We define a map $\psi : \langle x \rangle \times \langle y^d \rangle \rightarrow G$ by $\psi((x^i, y^{dj})) = x^iy^{dj}$ which is homomorphism. Since $d$ divides $o(b)$ so that g.c.d $(d, o(b)) = d$. Thus we have $|G| = |\langle x \rangle \times \langle y^d \rangle|$. We need only to show that $\psi$ is one-one map or $\langle x \rangle \cap \langle y^d \rangle = \{ e \}$, where $e$ is the identity element in $G$ as. I unable to prove $\langle x \rangle \cap \langle y^d \rangle = \{ e \}$. I would be thankful for any kind of help.

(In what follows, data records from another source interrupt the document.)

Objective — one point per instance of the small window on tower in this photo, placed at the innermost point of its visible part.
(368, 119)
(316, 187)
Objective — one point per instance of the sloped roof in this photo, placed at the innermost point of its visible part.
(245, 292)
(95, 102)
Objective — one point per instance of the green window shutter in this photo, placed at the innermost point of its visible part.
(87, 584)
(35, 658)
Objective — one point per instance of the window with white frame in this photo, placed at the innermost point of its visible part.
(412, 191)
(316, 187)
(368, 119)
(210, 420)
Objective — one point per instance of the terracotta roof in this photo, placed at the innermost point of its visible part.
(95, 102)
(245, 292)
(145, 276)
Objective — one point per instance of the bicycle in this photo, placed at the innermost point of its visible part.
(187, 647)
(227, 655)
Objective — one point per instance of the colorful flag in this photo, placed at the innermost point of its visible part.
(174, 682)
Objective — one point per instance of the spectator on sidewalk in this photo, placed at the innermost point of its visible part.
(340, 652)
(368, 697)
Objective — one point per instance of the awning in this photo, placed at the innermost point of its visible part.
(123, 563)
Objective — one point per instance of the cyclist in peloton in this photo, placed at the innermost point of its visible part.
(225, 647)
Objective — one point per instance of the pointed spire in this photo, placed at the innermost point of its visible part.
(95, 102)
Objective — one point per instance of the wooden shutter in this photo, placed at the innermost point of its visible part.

Define a map $\phi : \mathbb Z \times \mathbb Z : \rightarrow \mathbf G$ such that $\phi(m, n) = a^m b^n$ which is an onto homomorphism and ker$\phi = K$ is a subgroup of $\mathbb Z \times \mathbb Z$. I have seen this link, $K$ is one of the three types. In the first case $K = \langle (0, b) \rangle$ for some $b > 0$. Thus, by Gallian paper https://www.jstor.org/stable/24337849?seq=1#page_scan_tab_contents, $\mathbf G \cong \frac{\mathbb Z \times \mathbb Z}{K} \cong \mathbb Z_b \times \mathbb Z$, which is not possible, because $G$ is finite but $ \mathbb Z_b \times \mathbb Z$ is infinite. Similarly, $K$ is not of the form $\mathbb Z b e_2$. Thus only the third case is left. In the third case, we have $K= \langle (a, b) \rangle \oplus \langle (0,c) \rangle$ for some $a, b, c > 0$. Let $A = \langle (a, b) \rangle, B = \langle (0,c) \rangle $, by second isomorphism theorem, for a subgroup $A, B$ of $G$ such that $A \leq N_G(B)$, we have $\frac{AB}{B}\cong \frac{A}{A \cap B}$ or $\frac{A + B}{B}\cong \frac{A}{A \cap B}$ . Thus $\frac{K}{\langle a, b \rangle }\cong \langle (0,c) \rangle$. Use third isomorphism theorem, $(G/H)\big/(K/H) \cong G/K$, where $H, K$ are normal subgroup of $G$ with $H \leq K$. Take $H = \langle (a, b) \rangle$ and $K = $Ker$\phi, G = \mathbb Z \times \mathbb Z$, we have $$\frac{\mathbb Z \times \mathbb Z}{K} \cong \big(\mathbb Z \times \mathbb Z/\langle (a, b) \rangle\big)\big/\big(K/\langle (a, b) \rangle\big) \cong (\mathbb Z_d \times \mathbb Z )/ \langle (0,c) \rangle$$
Next, we define a map $\psi : \mathbb Z_d \times \mathbb Z / \langle (0,c) \rangle \rightarrow \mathbb Z_d \times Z_c$ by $\psi\overline{(\bar x, y)} = (\bar x, \bar y)$, where $\bar y \in \mathbb Z_c$, which is an isomorphism.